Each pair of histograms represent successive comparisons between floral development stages 1+2, 3+4, 5, visible petals (VP), open flower (OF) and senescing flowers (SF). Gene expression associated with rose floral development We harvested six pools of samples corresponding to different flower development stages in R. Chinensis cv. Old Blush () and compared the transcriptome in successive stages (). We found three distinct groups with common genes (T-test). Super Mario Galaxy 2 Wii Iso Ntsc.

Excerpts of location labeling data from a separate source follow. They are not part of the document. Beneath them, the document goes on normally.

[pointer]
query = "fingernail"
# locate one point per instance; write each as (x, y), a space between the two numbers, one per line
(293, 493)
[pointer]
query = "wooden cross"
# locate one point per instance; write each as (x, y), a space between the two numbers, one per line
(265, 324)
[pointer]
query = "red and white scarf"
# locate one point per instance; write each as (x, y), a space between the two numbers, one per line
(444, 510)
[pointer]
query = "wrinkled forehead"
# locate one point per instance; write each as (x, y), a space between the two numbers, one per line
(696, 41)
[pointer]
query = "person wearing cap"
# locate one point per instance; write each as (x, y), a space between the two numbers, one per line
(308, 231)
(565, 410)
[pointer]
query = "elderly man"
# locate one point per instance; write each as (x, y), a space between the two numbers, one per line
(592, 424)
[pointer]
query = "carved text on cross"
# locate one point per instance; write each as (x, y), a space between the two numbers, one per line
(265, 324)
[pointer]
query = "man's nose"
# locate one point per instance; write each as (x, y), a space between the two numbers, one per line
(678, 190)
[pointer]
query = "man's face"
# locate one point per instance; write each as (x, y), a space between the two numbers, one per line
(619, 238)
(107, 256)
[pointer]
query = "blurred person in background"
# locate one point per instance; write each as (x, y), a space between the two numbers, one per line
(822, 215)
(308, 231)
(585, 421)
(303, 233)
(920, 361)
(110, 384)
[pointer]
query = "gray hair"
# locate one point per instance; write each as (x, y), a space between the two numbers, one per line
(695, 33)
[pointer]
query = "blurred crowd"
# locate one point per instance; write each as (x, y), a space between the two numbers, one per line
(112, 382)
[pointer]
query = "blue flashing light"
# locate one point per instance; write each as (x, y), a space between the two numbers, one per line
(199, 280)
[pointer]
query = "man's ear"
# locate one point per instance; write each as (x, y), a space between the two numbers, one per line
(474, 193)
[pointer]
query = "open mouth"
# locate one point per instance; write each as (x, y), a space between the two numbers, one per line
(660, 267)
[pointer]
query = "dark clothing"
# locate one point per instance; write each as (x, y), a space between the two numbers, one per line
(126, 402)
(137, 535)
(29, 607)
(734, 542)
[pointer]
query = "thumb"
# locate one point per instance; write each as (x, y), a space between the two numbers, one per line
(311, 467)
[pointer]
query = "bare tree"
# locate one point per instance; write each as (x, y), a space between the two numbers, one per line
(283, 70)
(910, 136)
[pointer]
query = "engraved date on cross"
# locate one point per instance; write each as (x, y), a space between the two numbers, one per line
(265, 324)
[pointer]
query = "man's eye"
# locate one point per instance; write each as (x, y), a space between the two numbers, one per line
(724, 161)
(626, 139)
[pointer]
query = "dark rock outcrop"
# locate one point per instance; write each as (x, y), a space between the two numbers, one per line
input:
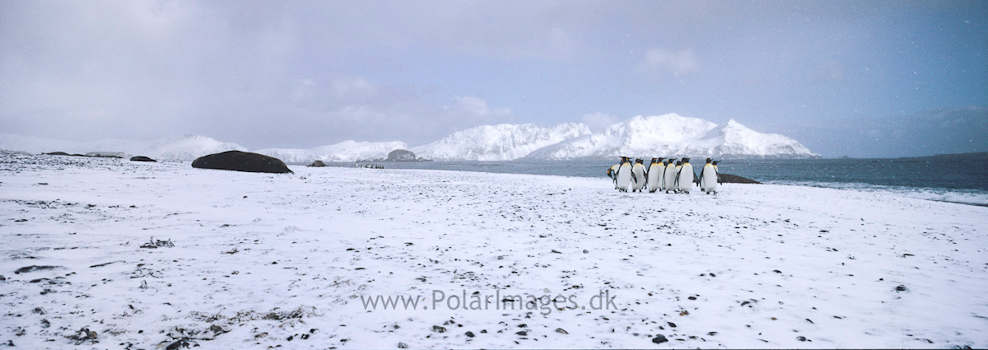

These groups corresponded to early, mid and late floral development (). A total of 135, 401 and 456 sequences appeared significantly and differentially regulated at least once during early, mid and late flower development stages, respectively. To validate and evaluate the accuracy of the microarray data, we performed quantitative real-time PCR (qPCR). Twenty four genes were selected from the microarray transcriptomics comparisons based on previous bibliographic reports and/or deregulation levels, then, using qPCR, we further characterized the expression profiles (; ). The correlation between the microarray results and those obtained by qPCR was assessed by calculating the Pearson's product moment correlation coefficient, ().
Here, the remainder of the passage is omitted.